Some people seem to have the ability to “see” the wind. But, of course, wind can’t be seen, so instead they have a knack seeing indicators affected by the wind. For sure there are some techniques worth discussion.

Good vision: Some people just see better than others, chose them as your wind spotter! Sun glasses: Quality glasses with the right prescription if necessary.


Understanding texture: More wind usually creates small ripples on the water which show up as dark patches on the water. Seeing this texture is the main role of the wind spotter.

Filtering out external visual input: Just because an area of water looks dark does not mean there is a puff. A cloud above, a mountain in the background, or the reflection of the sun can give us false visual input, so taking this into account is important. For example, if the sun is shining off the water, it looks lighter there, but it may well not be. If it then it gets a little duller in the sun’s reflection, that might be signs of a puff. One technique is to try and just look for the ripples themselves and compare one area to another. Darkness is a good start, but discerning that from true texture is a much better indicator.

Higher up is better vision: Try seeing a puff from just inches above the water – you can’t. So standing on the gooseneck before the start and standing up on the deck occasionally during a race really helps especially in seeing wind in the distance.


Technique: I like polarized glasses so it filters out some of the reflection that looks like lighter wind. I like tilting my head so I see the water with and without the polarization to get a different view. I also like to look away from a spot I am not sure of then back. By scanning side to side I can better see texture differences. Just staring in the distance isn’t good enough.

Other indicators: We look for anything that might help us, such as other boats on or near the course, flags, cruising boats in the distance. Change in cloud patters will surely bring something different in the wind, so looking at the water below the side the clouds are changing at is a great place to focus attention.

Lulls: It’s just as important to find wind where there’s less wind. There are signs, such as one side being shinier, or boats “standing up” (sailing flatter with crewmembers sitting in). But be careful not be fooled by the reflection of the sun, or cold spots on the water. Some local shiny spots are sometimes areas of cooler water that in turn have a thin layer of cooler air which the wind has trouble penetrating.


The wind spotter is not the puff caller. Instead the wind spotter is looking for a trend for the tactician to take advantage of tactically by being the first to see it. There are three zones that the team should be looking for wind.

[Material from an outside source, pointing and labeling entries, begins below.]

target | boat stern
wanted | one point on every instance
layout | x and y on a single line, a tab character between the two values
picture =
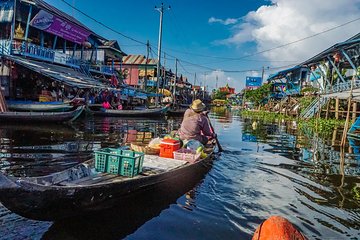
6	183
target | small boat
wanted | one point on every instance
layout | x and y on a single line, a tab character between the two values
146	112
29	106
26	117
176	111
277	227
81	190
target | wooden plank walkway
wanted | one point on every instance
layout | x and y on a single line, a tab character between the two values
3	107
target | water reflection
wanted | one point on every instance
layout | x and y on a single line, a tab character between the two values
267	168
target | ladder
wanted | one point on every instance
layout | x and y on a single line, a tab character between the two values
314	107
3	107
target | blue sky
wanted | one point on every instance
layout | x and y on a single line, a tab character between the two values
212	38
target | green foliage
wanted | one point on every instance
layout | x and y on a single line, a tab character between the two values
356	192
324	127
305	102
309	89
265	116
220	95
257	95
321	126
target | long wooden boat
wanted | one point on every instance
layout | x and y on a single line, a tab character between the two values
38	106
176	111
148	112
81	190
41	116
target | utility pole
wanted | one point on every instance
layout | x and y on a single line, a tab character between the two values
161	10
147	60
216	82
13	27
194	94
164	83
204	86
174	86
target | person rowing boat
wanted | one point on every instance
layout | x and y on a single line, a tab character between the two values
195	124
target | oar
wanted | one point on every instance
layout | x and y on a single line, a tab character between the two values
216	139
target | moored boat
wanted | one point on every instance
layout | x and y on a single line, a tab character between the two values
146	112
28	106
41	116
176	111
81	190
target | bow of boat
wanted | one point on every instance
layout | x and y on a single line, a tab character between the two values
6	182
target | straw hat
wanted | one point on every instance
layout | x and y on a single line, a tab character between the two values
197	105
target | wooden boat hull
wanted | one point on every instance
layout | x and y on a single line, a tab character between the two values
158	112
52	202
41	116
176	112
38	107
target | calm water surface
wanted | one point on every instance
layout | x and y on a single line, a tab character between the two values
266	169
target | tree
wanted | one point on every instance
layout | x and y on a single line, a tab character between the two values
257	95
220	95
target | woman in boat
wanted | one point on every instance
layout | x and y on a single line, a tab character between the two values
195	124
106	105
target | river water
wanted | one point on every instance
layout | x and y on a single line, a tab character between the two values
266	169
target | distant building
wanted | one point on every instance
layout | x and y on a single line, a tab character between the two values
227	89
135	68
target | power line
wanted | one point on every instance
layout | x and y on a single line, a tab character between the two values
274	48
102	24
225	58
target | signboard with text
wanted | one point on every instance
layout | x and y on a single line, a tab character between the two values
253	82
52	24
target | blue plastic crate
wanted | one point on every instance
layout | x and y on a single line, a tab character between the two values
116	161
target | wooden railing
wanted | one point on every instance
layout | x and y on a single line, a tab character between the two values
3	107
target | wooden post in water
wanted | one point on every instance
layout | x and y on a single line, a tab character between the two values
346	127
327	109
337	108
3	107
354	112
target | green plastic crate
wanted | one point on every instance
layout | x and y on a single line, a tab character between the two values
116	161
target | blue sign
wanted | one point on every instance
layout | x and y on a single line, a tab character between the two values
253	81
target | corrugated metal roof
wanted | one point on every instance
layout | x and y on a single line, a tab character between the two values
58	73
138	60
355	40
44	5
282	74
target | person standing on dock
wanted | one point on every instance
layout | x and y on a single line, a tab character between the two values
195	124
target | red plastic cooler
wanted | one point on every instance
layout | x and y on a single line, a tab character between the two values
168	146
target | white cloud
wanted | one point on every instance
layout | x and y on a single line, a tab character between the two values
216	79
228	21
286	21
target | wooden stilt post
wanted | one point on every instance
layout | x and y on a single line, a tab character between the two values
337	108
346	127
354	112
327	109
3	107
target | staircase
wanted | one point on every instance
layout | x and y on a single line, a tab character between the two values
314	107
85	69
3	107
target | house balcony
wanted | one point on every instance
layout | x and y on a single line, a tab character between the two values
22	48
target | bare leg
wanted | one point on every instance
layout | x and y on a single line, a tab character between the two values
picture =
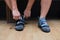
45	5
8	2
27	11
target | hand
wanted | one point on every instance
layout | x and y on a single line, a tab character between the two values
16	14
27	13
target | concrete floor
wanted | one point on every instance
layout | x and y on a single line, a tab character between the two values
30	32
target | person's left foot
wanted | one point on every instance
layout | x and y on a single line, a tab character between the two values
43	25
20	24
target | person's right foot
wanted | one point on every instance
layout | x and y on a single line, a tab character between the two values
20	24
43	25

Zone 1, immediate: The puff caller is looking just a few boatlenghts out and counting down “puff in 3, 2, 1,puff on.” The puff caller is helping the boat go fast by giving the team a few moments to adjust sail trim, body weight, and steering in the immediate time frame. They are not the wind-spotters responsibility because they are about speed, not tactics.

Zone 2, short-term trends: The wind spotter is calling 10 boatlengths or more out. These are puffs and lulls that are far enough away that they could be used tactically.


Zone 3, far: Scanning the edges of the course. Comparing wind on each layline and beyond for bigger trends.

Seeing the wind is of no use if it’s communicated well. “There is more wind on the starboard layline than the port” is good information. “Because there is darker texture on the water and the boats to the right seem more powered up” is even better because it give confidence and credence to the initial statement. “The left seems shinier and the boats are standing up” seals the deal; the tactician has no choice but to head to the right.

Dedication rounds out the best wind spotter. It is one of those thankless jobs that even the most dedicated teammate fizzle out on. To relentlessly look for wind and communicate it for an entire regatta is not easy, but done right, it sure is effective.